Some Common Misperceptions About P Values
A P value <0.05 is perceived by many as the Holy Grail of clinical trials (as with most research in the natural and social sciences). It is greatly sought after because of its (undeserved) power to persuade the clinical community to accept or not accept a new treatment into practice. Yet few, if any, of us know why 0.05 is so sacred. Literature abounds with answers to the question, What is a P value?, and how the value 0.05 was adopted, more or less arbitrarily or subjectively, by R.A. Fisher, in the 1920s. He selected 0.05 partly because of the convenient fact that in a normal distribution, the 5% cutoff falls around the second standard deviation away from the mean.1
However, little is written on how 0.05 became the standard by which many clinical trial results have been judged. A commentary2 ponders whether this phenomenon is similar to the results from the monkeys in the stairs experiment, whereby a group of monkeys were placed in a cage with a set of stairs with some fruit at the top. When a monkey went on the steps, blasts of air descended on it as a deterrent. After a while, any monkey that attempted to get on the steps was dissuaded by the group. Eventually, the monkeys were gradually replaced by new monkeys, but the practice of dissuasion continued, even when the deterrent was no longer rendered. In other words, the new monkeys were unaware of the reason why they were not supposed to go up the steps, yet the practice continued.

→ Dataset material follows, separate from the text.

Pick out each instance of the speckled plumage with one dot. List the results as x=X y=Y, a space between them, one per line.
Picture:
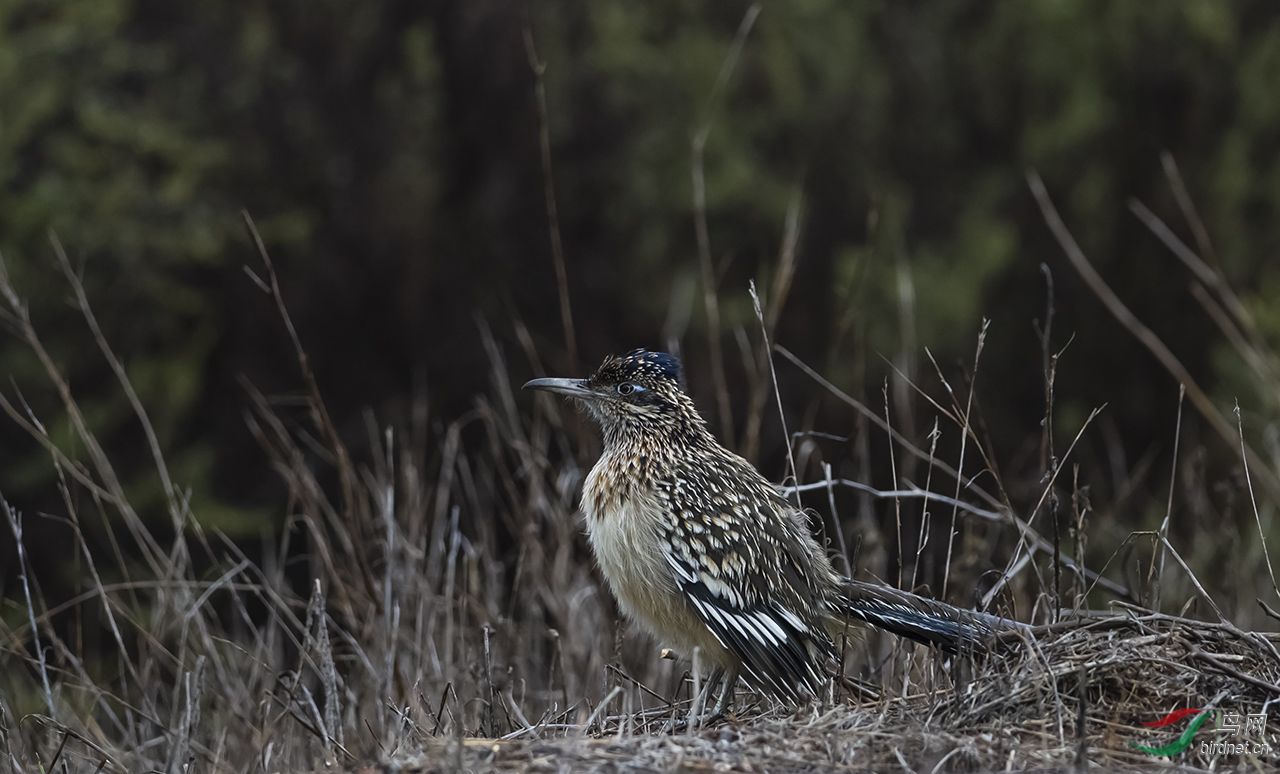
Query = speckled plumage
x=703 y=552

In the following, I first review what a P value is. Then, I address 2 of the many issues regarding P values in clinical trials. The first challenges the conventional need to show P<0.05 to conclude statistical significance of a treatment effect; and the second addresses the misuse of P values in the context of testing group differences in baseline characteristics in randomized trials. Many excellent articles and books have been published that address these topics; nevertheless, the intention of this article was to revive and renew them (using a less statistical language) to aid the clinical investigators in planning and reporting study results.
What Is a P Value Anyway?
We equate P<0.05 with statistical significance. Statistical significance is about hypothesis testing, specifically of the null hypothesis (H0) that means the treatment has no effect. For example, if the outcome measure is continuous, the H0 may be that the group difference in mean response (Δ) is equal to zero. Statistical significance is the rejection of the H0 based on the level of evidence in the study data. Note that failure to reject the H0 does not imply that Δ=0 is necessarily true; just that the data from the study provide insufficient evidence to show that Δ≠0.
To declare statistical significance, we need a criterion. The α (also known as the type I error probability or the significance level) is that criterion. The α does not change with the data. In contrast, the P value depends on the data. A P value is defined as the probability of observing treatment effect (eg, group difference in mean response) as extreme or more extreme (away from the H0) if the H0 is true. Hence, the smaller the P value, the more extreme or rare the observed data are, given the H0 to be true. The P value obtained from the data is judged against the α. If α=0.05 and P=0.03, then statistical significance is achieved. If α=0.01 and P=0.03, statistical significance is not achieved. Intuitively, if the P value is less than the prespecified α, then the data suggest that the study result is so rare that it does not seem to be consistent with H0, leading to rejection of the H0. For example, if the P value is 0.001, it indicates that if the null hypothesis were indeed true, then there would be only a 1 in 1000 chance of observing data this extreme. So either unusual data have been observed or else the supposition regarding the veracity of the H0 is incorrect. Therefore, small P values (<α) lead to rejection of the H0.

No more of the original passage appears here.